We don't want the right to burn carbon because we don't want to burn carbon.
Instead I believe that low-carbon development can be a recipe for growth and prosperity.
Make no mistake.
For the world to avoid potentially catastrophic warming, we need to see global carbon neutrality by mid-century.
So when the population hits the nine billion mark all our energy must be provided without fossil fuels.
And at the same time we must provide additional food and freshwater without further depleting biodiversity.
Scientists are now showing that this planet has boundaries.
Intuitively we have always known this.
I do not believe this knowledge represents a straitjacket on human growth and prosperity.
I believe it allows us to flourish indefinitely, rather than enjoying a short-term bonanza at the price of future disaster.
This is a time of change.
And change means uncomfortable uncertainties.
But change also means new opportunities opening up for those with the vision to exploit them.
Ladies and gentlemen,
The Maldives has recently undergone a transition from dictatorship to democracy.
We believe in the right to vote.
We believe in free speech.
We believe in the people’s right to choose their own government.
But we also believe in economic freedom…
… the right to own property…
… the right to accrue wealth from investments…
…the right to profit from entrepreneurship.
The market system has helped create the crisis we are in.
But it is the market that can help deliver the solutions.
It is dynamic and responsive.
It changes more rapidly than any government plan.
But the market needs to be guided by political leadership.
And political leadership is a precious commodity in today's world.
I appeal to you all to help deliver that leadership.

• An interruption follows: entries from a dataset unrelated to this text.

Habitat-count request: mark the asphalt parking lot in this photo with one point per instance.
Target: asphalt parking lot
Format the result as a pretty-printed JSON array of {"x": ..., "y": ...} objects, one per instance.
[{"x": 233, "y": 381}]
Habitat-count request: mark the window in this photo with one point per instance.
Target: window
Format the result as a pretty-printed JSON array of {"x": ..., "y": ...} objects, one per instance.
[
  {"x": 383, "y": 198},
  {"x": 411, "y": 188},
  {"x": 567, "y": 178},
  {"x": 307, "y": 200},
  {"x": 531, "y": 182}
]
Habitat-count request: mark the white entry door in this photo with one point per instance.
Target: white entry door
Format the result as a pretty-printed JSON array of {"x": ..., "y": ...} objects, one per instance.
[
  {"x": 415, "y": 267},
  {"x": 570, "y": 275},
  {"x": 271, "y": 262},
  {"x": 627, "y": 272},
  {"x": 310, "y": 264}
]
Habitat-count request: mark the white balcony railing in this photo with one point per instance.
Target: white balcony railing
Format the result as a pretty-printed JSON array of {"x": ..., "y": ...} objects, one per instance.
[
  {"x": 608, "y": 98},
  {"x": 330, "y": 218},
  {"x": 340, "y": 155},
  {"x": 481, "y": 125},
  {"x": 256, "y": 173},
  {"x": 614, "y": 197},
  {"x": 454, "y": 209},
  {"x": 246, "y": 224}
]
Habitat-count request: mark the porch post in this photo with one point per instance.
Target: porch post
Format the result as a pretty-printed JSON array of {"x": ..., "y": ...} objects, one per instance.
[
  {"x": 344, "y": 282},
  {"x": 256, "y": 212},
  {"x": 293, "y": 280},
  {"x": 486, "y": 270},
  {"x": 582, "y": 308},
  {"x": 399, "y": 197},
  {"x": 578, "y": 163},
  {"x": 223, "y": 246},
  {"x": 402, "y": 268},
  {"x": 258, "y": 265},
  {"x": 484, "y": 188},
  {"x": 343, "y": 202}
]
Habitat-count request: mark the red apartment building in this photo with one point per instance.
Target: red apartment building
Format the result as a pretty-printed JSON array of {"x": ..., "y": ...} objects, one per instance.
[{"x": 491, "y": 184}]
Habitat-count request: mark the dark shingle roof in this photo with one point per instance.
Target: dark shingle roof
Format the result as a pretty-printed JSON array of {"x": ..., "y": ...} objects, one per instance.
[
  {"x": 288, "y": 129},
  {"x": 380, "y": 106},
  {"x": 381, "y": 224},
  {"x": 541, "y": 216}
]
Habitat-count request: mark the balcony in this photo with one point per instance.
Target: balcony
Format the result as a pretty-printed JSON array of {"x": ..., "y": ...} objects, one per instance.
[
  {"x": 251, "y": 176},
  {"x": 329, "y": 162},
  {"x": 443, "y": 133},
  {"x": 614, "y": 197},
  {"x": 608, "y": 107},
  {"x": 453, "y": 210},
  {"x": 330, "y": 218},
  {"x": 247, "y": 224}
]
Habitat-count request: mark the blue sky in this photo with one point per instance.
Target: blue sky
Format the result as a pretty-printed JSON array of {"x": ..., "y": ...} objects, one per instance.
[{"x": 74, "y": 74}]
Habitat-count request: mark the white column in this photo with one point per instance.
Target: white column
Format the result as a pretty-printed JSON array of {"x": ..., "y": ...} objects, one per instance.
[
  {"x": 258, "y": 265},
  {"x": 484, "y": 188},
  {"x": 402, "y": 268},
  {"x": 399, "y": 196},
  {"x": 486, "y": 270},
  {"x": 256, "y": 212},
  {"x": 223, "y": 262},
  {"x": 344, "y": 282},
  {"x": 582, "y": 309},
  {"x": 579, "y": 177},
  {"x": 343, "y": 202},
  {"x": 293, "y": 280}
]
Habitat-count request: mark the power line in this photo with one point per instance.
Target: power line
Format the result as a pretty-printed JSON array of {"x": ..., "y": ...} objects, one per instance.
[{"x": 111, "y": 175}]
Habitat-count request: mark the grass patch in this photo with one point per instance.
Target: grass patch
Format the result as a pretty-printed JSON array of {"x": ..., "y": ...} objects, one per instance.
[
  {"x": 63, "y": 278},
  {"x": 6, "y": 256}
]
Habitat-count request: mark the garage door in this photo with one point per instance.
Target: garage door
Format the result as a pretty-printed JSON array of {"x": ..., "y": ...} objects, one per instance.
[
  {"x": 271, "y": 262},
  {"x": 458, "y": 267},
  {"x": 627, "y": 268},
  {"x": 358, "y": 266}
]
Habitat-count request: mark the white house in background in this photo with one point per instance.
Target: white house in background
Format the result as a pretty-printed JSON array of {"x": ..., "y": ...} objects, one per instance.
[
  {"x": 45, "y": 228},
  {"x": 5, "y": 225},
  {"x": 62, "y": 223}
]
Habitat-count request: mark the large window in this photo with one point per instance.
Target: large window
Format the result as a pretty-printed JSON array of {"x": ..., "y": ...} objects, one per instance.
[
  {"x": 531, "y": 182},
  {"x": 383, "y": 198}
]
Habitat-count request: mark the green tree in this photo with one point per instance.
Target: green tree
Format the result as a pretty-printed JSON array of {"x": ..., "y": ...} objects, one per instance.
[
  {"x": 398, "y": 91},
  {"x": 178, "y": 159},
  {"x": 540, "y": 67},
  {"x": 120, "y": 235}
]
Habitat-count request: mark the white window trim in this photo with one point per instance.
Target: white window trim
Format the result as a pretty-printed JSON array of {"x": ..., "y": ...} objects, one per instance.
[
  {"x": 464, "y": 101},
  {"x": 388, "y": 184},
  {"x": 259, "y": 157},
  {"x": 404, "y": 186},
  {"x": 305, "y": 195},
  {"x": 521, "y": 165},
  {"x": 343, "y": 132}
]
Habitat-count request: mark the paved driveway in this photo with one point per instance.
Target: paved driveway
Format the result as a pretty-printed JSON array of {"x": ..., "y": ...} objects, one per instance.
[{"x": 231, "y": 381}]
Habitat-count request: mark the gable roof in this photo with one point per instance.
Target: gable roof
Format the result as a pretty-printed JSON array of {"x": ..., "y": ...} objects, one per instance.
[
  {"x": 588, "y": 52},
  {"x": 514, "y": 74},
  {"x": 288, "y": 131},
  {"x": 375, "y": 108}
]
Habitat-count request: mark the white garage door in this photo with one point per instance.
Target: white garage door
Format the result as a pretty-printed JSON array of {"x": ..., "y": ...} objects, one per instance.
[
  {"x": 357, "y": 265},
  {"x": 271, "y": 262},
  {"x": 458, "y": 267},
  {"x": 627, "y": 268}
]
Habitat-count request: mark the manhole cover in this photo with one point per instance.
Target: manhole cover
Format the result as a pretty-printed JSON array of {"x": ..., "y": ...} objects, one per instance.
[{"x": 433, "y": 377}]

The world is heading for uncertain times, and the challenges we face today have no historical parallel.
But in adversity we find opportunity.
Your vision, you innovation, your businesses can help steer a better course.
It is true corporate leaders who take on the greatest challenges.
And so let us move forward with determination.
And let us commence this great undertaking.
Let us leave behind the dirty economy of the 20 Century.
And help build the clean global economy of the future.